Closed since Covid-19's onset in March 2020 and now under the ownership of the San Manuel Gaming and Hospitality Authority, the Palms Casino Resort just west of the Las Vegas Strip is set to open April 27.
Featuring two towers with 766 hotel rooms and suites, it will be the first Vegas resort fully owned and operated by a Native American tribe. San Manuel also owns and operates Yaamava' Resort & Casino on tribal land 60 miles east of Los Angeles.
The entrance to the Palms Casino Resort, the first resort owned and operated by a Native American tribe in Las Vegas. Photo Credit: Palms Casino Resort
"The San Manuel tribe simply loves people, and that's what they lead with: extreme commitment to the community, to the employees, to the visitors from Las Vegas and all over the world," general manager Cynthia Kiser-Murphey said. "Their commitment to people is just extraordinary, and it's a game-changer for hospitality."
The Palms, which originally opened in 2001, gained fame by hosting the MTV reality show "Real World." Guests can still stay in the Real World Suite as well as 10 other themed suites that remain, including the basketball-inspired Hardwood Suite, the bowling-themed Kingpin Suite and the Cinema Suite.
While some amenities will be familiar to those who have played and stayed at the Palms in the past, San Manuel has also put its imprint on several areas of the property, including a reimagined 95,000-square-foot casino floor.
The sports book, operated by William Hill, also has new screens, technology, revised seating and a lounge atmosphere. "We're super-excited about that," Murphey said. "It's adjacent to our central bar, called Tonic Bar. And we're creating a real energetic atmosphere around that."
A queen room at the Palms, which reopens on April 27 after a closure of more than two years. Photo Credit: Palms Casino Resort
Vibrant works from a local graffiti artist energize Brenden Theatres' hallways and floors. The 14-screen venue has new recliner seating, two IMAX screens and additional food and beverage options.
The new owners have also refreshed the multilevel, 73,000-square-foot pool space. It has two main pools, daybeds and 39 cabanas, many with their own private pool or Jacuzzi. DJs will spin a mix of open format, top 40 and other music in the Greek-inspired oasis on weekends.
Restaurants include the new Serrano Vista Cafe as well as holdovers Scotch 80 Prime, Mabel's BBQ by chef Michael Symon, Send Noodles, the Eatery, Rojo Lounge at Palms Place, Tonic, Unknown Bar, A.Y.C.E. Buffet and Tim Ho Wan.
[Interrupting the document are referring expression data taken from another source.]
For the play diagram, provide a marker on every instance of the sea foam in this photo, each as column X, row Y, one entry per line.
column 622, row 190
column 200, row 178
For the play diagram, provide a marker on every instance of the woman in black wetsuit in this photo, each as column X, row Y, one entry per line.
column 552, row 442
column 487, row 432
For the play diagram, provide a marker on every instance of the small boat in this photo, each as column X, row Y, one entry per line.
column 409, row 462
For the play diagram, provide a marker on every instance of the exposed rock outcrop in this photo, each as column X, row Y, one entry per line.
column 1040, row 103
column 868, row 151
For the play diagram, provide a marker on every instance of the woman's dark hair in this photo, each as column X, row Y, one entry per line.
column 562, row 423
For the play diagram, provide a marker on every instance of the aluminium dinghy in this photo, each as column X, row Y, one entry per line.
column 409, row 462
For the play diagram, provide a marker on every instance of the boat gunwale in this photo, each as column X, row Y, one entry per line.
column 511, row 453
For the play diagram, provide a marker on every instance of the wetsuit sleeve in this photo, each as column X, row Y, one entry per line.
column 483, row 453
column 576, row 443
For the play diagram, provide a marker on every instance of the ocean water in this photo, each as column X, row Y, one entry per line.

The 17,000-square-foot Spa at Palms offers 15 treatment rooms, including two couples treatment suites. The resort also has more than 190,000 square feet of meetings, convention and event space. The Pearl, a 2,500-seat theater, will open in the summer.
Like Yaamava, the Palms will be part of the Club Serrano loyalty program.
About 50% of the employees are returning, Murphey said, providing some continuity with the past. Back-of-the-house improvements signal San Manuel's commitment to employees and an emphasis on customer service, she said.
"We are going to project that friendliness to somebody who walks in the door because that's who our tribe is. It's about welcoming people. And really being in love with people," Murphey said.